We’re testing that same level of flexibility in a corporate travel way, and when they don’t get it, it’s going to create friction. Whereas the Gen Xers and the baby boomers that are now retiring are used to a different level of service and a different way of booking travel.

One or two things will happen. Without choice, you’re going to create friction. What we always recommend to clients is don’t eliminate your corporate travel management company relationship. It’s there for a reason, and it provides a value.

In many cases, the corporate travel management companies have been very good partners for Rocketrip in many ways. What we’re suggesting is to allow some degree of flexibility for employees to make other choices. If they want to stay at an Airbnb, don’t force [them not to]. Just allow it. We have to figure out a way to get the data so they can be tracked, but give employees the freedom and flexibility, so that millennials can do what they want to do, and the older folks can do what they want to do.
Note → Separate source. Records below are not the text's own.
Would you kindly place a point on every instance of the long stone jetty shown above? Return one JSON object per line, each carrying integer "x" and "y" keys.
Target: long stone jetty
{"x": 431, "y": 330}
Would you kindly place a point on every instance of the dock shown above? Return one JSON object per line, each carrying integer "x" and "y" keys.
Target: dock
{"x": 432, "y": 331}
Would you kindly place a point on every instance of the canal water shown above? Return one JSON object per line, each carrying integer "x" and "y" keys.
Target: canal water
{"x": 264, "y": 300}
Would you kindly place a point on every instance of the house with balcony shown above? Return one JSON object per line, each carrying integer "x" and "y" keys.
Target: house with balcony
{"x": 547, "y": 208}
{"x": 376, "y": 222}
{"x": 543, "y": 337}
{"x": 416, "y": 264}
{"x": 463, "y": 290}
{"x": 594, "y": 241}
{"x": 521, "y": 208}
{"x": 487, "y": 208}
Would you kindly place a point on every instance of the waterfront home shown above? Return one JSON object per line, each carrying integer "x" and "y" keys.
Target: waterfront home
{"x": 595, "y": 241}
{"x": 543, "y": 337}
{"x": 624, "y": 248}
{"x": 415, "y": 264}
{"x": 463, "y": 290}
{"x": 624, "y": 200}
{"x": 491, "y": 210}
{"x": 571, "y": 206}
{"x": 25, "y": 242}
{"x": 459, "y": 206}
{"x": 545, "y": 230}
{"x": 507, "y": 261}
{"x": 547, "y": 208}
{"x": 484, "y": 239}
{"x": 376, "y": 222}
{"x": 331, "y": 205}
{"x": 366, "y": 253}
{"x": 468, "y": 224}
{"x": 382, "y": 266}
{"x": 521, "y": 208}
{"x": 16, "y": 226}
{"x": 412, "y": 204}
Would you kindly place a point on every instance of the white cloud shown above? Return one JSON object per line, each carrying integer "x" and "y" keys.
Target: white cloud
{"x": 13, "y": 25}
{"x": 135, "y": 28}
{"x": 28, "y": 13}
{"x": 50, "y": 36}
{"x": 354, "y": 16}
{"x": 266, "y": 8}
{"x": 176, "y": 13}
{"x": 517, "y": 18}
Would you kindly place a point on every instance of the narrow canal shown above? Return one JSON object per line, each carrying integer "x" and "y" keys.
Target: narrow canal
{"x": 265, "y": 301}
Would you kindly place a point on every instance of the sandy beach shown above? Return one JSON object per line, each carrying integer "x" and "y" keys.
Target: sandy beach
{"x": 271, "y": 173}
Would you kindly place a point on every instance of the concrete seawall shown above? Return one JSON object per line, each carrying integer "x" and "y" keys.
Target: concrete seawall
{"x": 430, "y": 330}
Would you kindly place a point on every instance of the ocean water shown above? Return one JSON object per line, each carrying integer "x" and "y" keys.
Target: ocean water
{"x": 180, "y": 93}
Skift: It seems intuitive that business travelers traveling in a manner they prefer should be happier and more productive. But this seems to be completely opposed to how corporate travel is actually booked and conducted today.

Ruch: Travel is a very, very emotional process. We care very deeply about how we’re treated when we’re on the road, and those decisions should not be left up to the companies that we travel for. It should be left up to us.

Now we’re way outside the scope of what a modern day travel manager worries about, right? We’re talking about human resources kind of things, we’re talking about culture, we’re talking about work/life balance. What the individual culture of the company that we work for is and how we can improve the daily life of the employee, which again isn’t inconsistent with the mandate of what a travel manager has to worry about.